Naturopathic doctors focus of latest scope-of-practice debate

Out of all of the strategies proposed to help ease the United States primary care shortage, expanding the scope of practice may be the most contentious. The latest chapter in the debate surrounds proposed legislation to allow naturopathic doctors (ND) to prescribe some medications and perform minor procedures in California, MedPage Today reported.

Currently 16 states plus the District of Columbia and Puerto Rico license NDs for medical practice. "In these states, NDs practice as independent primary care general practitioners, with the ability to diagnose and treat medical conditions, perform physical exams and order laboratory testing," according to the California Naturopathic Doctors Association (CNDA) website.

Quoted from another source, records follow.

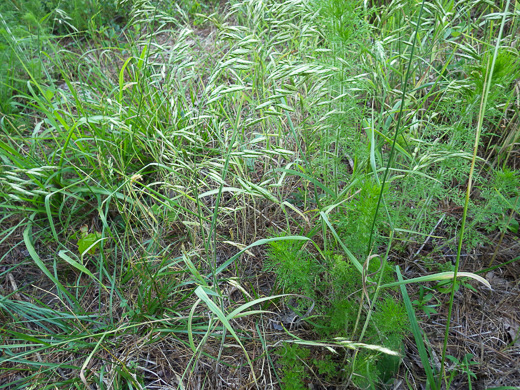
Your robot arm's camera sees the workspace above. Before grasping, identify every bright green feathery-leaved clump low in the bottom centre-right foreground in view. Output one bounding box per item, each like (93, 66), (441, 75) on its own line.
(267, 241), (408, 389)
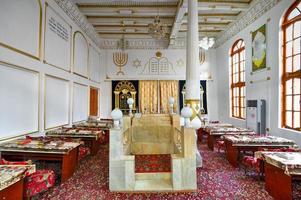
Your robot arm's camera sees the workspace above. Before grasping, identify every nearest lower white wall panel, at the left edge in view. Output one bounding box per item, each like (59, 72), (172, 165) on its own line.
(0, 63), (39, 139)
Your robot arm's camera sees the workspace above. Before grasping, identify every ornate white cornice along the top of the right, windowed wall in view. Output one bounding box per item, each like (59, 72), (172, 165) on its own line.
(215, 0), (282, 48)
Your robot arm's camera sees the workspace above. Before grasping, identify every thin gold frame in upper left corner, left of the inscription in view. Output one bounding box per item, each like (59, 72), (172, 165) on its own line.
(0, 0), (43, 60)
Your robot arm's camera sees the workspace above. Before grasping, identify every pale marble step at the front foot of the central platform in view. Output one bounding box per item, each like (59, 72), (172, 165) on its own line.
(134, 179), (173, 192)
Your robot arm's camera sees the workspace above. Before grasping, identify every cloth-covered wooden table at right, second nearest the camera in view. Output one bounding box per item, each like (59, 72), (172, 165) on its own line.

Since California began licensing NDs in 2003, it has required that the practitioners be under the supervision of a physician when writing prescriptions. That restriction "was put in place as a temporary measure to allow a regulatory subcommittee to determine what the independent formulary for naturopathic doctors should be," the CNDA told MedPage Today.

A proposed update headed to the state assembly for consideration would expand the types of imaging an ND can order; allow NDs to perform procedures, such as removal of warts and skin tags from parts of the body other than the face; and prescribe/change dosage of level IV and V medications without supervision.

While the bill passed the state's senates and has garnered support from some practicing physicians, the Medical Board of California has expressed opposition and gave MedPage Today a copy of a letter Executive Director Kimberly Kirchmeyer wrote to Democratic state Sen. Marty Block, the bill's sponsor. "Although NDs may be well qualified to practice naturopathic medicine that utilizes natural medicine and treatments in a natural approach, NDs do not receive the education and training in naturopathic education programs to safely perform minor procedures and prescribe without physician supervision," she wrote.